Recurrences of early-stage (stage II) melanoma are more often detected by patients and their physicians than by routine imaging tests, according to study results published by Berger et al in the Journal of the American College of Surgeons.

“We are most concerned about patients who have stage II melanoma,” said study coauthor Adam C. Berger, MD, FACS, Professor of Surgery at Thomas Jefferson University, Philadelphia. “They have more advanced primary melanomas, and on average, between 20% and 45% of these patients will die within 5 years. In the past, we didn’t have good therapies for this type of melanoma, but new therapies mean survival continues to improve.”

In this new study, which covered the years 1996 to 2015, investigators from Thomas Jefferson University and the University of North Carolina analyzed data from a multi-institution database on 581 patients with stage II melanoma and at least 1 year of follow-up. Of those, 171 patients with early-stage melanoma developed a recurrence (29.4%). Male sex, ulceration, and stage were significant predictors of recurrence.

“We wanted to get a breakdown on how we are discovering recurring melanomas,” Dr. Berger said.

The question was whether it was a change a patient observed that warranted a trip to the doctor, a symptom a physician identified during a scheduled visit, or something detected with routine imaging. Study data included place of first recurrence and how recurrence was detected—patient symptom, physician exam, or routine surveillance imaging.

Study Findings

The analysis revealed that patient symptoms were the most frequent mode of detection, with 40% of recurrences spotted by patients, whether it was a suspicious change they felt on their skin or a symptom such as coughing up blood or seizures.
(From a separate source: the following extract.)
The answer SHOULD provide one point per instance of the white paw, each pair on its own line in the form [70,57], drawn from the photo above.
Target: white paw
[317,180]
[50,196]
Further, 30% of recurrent melanomas were identified by scheduled physician exam and 26% by surveillance imaging. One reason melanoma is lethal is that it can metastasize rapidly to other organs like the liver or lungs. Regional nodes were the most common site of recurrence (30%), followed by the lungs (27%), and in-transit metastases (18%).

“The fact that imaging picked up 26% of patients with recurrence is notable, because it is a little higher than what we’ve seen in the past, which I think reflects the current trend to do more imaging in general,” Dr. Berger said. “There is a move to use [computed tomography] scans and other imaging techniques as an important strategy in early recurrence detection.”

Very few studies have specifically analyzed recurrence and detection patterns for patients with stage II melanoma. Researchers expect the findings from this study to help reshape protocols for people diagnosed with melanoma. “Our hope is to have some impact on future follow-up guidelines and how we think about screening for recurrent melanoma. Every study like this helps contribute to framing those guidelines,” Dr. Berger said.

Importantly, people who have been previously diagnosed with early-stage melanoma need to be on the alert for symptoms of recurrence.

“Patients need to be aware of all of their symptoms and their body. But it’s also important for physicians to educate patients as to what to look for and what symptoms are a cause for concern,” Dr. Berger said. “Patients should examine their skin and the area where lymph nodes would be on a monthly basis. And if they have a symptom that doesn’t go away after 2 or 3 weeks, it should be brought to a physician’s attention, because that [may be] an indicator that the melanoma has come back.”

The content in this post has not been reviewed by the American Society of Clinical Oncology, Inc. (ASCO®) and does not necessarily reflect the ideas and opinions of ASCO®.